The vulnerability can be exploited very easily if a user can connect to a Java based application and user can send a specially crafted string to the application over any protocol including TCP, HTTP or HTTPS.
It is particularly difficult to detect the presence of the library because it can be used in a source code form in any Java-based application and so simple software BOM generation tools may not be effective.
This announcement summarizes any potential impacts to Accops products and related announcements for mitigations of the issue.
Accops engineering and security team continue to actively work on identifying Accops’ and open-source modules included as part of Accops products which uses the log4j library for logging.
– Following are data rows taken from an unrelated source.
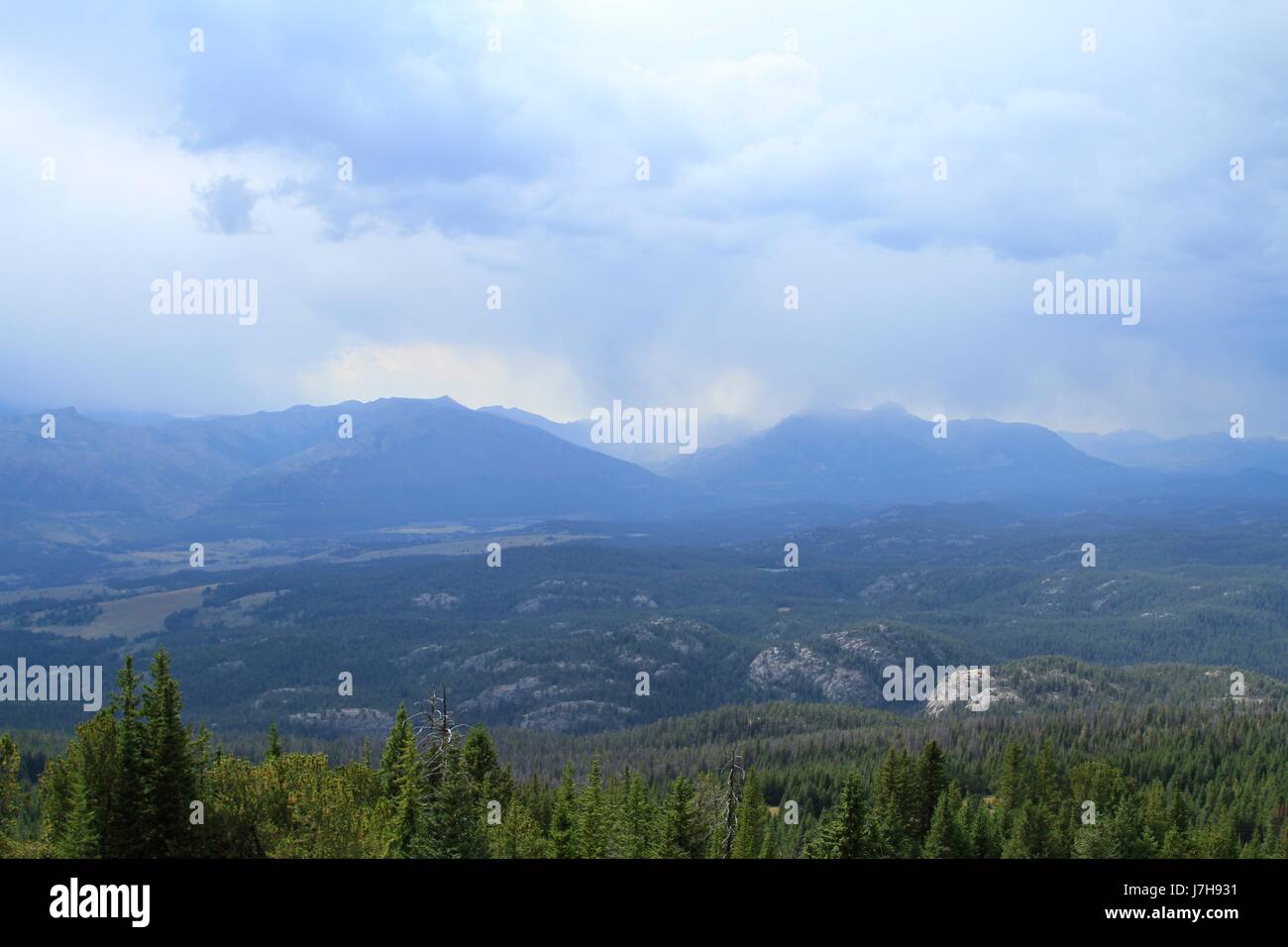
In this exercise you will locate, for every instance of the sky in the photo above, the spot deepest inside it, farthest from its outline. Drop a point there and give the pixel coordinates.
(912, 169)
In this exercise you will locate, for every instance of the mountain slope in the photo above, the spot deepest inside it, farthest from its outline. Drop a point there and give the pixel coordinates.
(887, 455)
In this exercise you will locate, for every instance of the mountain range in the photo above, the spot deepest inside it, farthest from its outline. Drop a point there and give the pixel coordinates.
(292, 472)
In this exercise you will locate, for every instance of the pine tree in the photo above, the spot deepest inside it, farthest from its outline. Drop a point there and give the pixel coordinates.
(682, 832)
(454, 819)
(591, 814)
(947, 836)
(752, 815)
(11, 793)
(636, 819)
(848, 834)
(563, 818)
(127, 835)
(403, 781)
(1013, 789)
(168, 781)
(930, 785)
(393, 753)
(896, 801)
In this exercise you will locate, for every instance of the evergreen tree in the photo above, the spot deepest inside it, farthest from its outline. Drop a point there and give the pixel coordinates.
(682, 834)
(930, 785)
(563, 818)
(752, 817)
(168, 781)
(947, 836)
(128, 831)
(636, 819)
(394, 753)
(592, 825)
(11, 792)
(848, 834)
(455, 819)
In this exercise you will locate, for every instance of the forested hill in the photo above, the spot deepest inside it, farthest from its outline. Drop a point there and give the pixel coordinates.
(794, 781)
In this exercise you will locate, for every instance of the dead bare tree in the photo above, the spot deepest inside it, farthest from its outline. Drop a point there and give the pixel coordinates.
(732, 800)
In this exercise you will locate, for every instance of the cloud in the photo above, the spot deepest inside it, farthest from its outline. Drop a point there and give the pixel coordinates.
(771, 165)
(226, 204)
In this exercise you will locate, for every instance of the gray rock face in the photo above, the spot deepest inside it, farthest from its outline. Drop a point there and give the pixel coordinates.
(837, 667)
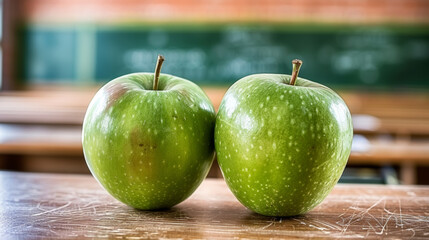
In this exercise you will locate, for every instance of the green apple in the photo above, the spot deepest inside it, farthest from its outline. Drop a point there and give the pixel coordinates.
(148, 138)
(281, 145)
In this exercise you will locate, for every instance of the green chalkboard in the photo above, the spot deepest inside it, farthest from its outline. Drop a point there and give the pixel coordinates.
(354, 57)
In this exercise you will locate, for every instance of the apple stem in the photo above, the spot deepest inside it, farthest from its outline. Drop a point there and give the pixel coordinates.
(157, 72)
(296, 65)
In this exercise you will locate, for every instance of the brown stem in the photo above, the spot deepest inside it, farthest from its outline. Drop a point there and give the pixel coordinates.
(157, 72)
(296, 65)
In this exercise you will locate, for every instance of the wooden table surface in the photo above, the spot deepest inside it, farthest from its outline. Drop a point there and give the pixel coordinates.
(41, 206)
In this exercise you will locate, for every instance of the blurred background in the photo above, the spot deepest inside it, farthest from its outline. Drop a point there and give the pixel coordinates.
(375, 54)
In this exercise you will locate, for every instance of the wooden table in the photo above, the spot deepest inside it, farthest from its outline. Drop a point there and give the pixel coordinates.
(40, 206)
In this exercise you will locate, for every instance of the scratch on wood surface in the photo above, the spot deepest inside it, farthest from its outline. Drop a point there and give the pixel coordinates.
(52, 210)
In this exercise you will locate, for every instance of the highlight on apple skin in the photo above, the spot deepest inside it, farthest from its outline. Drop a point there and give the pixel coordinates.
(282, 142)
(148, 138)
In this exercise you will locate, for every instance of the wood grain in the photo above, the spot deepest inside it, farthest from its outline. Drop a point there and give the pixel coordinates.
(41, 206)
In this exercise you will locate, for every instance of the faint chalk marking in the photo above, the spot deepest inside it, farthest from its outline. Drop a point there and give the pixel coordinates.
(52, 210)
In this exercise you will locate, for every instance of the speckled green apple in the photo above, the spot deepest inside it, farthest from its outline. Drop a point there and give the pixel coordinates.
(149, 148)
(282, 147)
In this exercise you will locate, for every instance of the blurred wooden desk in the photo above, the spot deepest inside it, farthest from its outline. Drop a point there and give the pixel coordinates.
(40, 206)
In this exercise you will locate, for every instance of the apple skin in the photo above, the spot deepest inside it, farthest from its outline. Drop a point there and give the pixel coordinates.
(149, 149)
(282, 148)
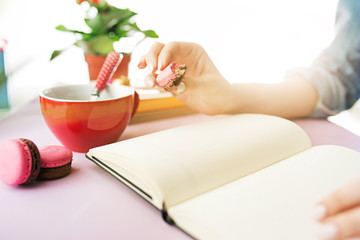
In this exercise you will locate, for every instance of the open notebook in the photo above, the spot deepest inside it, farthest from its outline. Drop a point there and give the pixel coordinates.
(246, 176)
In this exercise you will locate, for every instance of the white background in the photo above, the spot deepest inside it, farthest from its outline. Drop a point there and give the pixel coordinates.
(249, 41)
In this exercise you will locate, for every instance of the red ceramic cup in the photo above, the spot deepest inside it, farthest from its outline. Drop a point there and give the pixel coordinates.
(81, 124)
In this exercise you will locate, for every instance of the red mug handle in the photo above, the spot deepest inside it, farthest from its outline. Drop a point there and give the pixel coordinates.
(136, 103)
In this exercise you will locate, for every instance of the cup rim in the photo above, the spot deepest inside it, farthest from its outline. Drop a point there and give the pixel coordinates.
(43, 95)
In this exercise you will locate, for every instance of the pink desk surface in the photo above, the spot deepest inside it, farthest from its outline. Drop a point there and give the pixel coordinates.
(91, 204)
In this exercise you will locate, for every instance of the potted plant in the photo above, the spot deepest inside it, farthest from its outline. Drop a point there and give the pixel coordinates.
(106, 25)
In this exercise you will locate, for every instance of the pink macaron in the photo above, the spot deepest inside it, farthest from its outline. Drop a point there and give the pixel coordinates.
(55, 162)
(171, 76)
(19, 162)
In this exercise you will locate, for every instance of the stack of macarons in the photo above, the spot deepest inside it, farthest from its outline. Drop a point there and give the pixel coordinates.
(22, 162)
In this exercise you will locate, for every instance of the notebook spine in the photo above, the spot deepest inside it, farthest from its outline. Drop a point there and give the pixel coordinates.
(166, 216)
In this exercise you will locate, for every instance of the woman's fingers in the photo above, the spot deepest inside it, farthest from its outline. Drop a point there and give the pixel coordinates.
(345, 225)
(340, 213)
(150, 59)
(344, 198)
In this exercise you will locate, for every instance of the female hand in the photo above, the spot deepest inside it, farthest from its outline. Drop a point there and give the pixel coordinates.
(339, 213)
(206, 90)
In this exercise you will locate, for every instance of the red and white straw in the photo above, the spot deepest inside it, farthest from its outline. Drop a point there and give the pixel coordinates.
(110, 65)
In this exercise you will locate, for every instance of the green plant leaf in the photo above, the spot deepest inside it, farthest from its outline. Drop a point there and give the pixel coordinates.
(65, 29)
(56, 53)
(150, 34)
(117, 17)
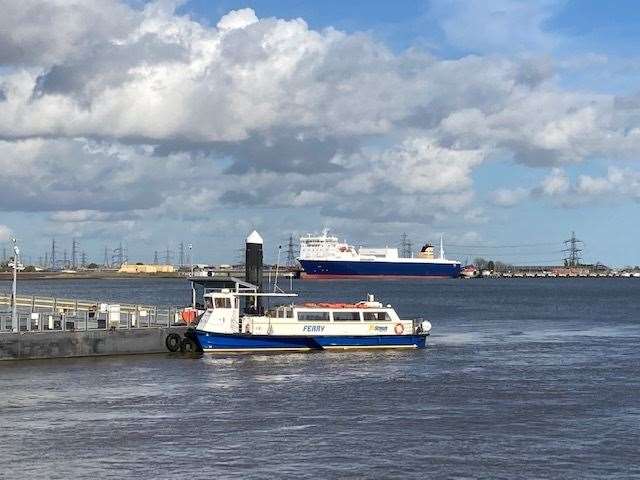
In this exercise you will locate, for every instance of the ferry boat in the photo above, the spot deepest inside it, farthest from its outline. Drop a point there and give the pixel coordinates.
(309, 326)
(323, 256)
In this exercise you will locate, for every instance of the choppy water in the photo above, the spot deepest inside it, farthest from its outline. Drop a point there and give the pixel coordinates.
(522, 378)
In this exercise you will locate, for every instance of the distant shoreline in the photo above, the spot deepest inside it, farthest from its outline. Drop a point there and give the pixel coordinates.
(92, 275)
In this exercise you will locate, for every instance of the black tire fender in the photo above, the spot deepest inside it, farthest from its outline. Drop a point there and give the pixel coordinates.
(173, 342)
(187, 345)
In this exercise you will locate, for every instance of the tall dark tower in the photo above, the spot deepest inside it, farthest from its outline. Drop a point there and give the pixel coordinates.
(253, 263)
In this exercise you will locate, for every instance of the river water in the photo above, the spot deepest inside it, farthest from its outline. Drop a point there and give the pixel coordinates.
(522, 378)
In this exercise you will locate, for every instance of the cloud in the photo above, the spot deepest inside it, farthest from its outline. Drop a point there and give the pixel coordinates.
(505, 197)
(5, 233)
(616, 185)
(133, 117)
(556, 183)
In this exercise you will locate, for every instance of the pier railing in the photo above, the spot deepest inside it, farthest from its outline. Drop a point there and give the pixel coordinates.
(37, 313)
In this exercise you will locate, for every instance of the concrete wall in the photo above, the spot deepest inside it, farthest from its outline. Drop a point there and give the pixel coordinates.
(32, 345)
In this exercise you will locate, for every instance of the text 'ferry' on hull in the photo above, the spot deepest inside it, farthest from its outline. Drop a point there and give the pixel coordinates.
(309, 326)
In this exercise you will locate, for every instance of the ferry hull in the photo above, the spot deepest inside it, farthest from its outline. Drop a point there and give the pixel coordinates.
(330, 269)
(223, 342)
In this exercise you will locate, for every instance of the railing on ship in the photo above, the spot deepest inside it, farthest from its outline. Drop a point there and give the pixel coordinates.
(59, 314)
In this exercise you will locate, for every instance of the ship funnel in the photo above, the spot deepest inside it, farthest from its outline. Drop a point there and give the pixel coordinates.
(253, 264)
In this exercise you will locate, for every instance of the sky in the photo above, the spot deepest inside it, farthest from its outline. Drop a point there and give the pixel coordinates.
(501, 125)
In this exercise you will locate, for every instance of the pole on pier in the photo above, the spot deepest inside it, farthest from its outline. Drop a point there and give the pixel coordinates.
(253, 264)
(14, 310)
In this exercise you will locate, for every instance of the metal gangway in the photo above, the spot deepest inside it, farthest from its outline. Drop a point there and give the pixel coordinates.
(38, 314)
Accops has concluded that following products (all versions) do not use log4j library and are NOT vulnerable:
1. HySecure
2. HyWorks
3. HyDesk
4. HyID
5. BioAuth
6. Nano
7. HyLabs
8. HyLite
Following modules uses Java and analysis shows that the module is not vulnerable to RCE.
1. Accops Reporting Server based on ELK stack
Accops Reporting server is an internal service and is based on ELK stack and is built using Java.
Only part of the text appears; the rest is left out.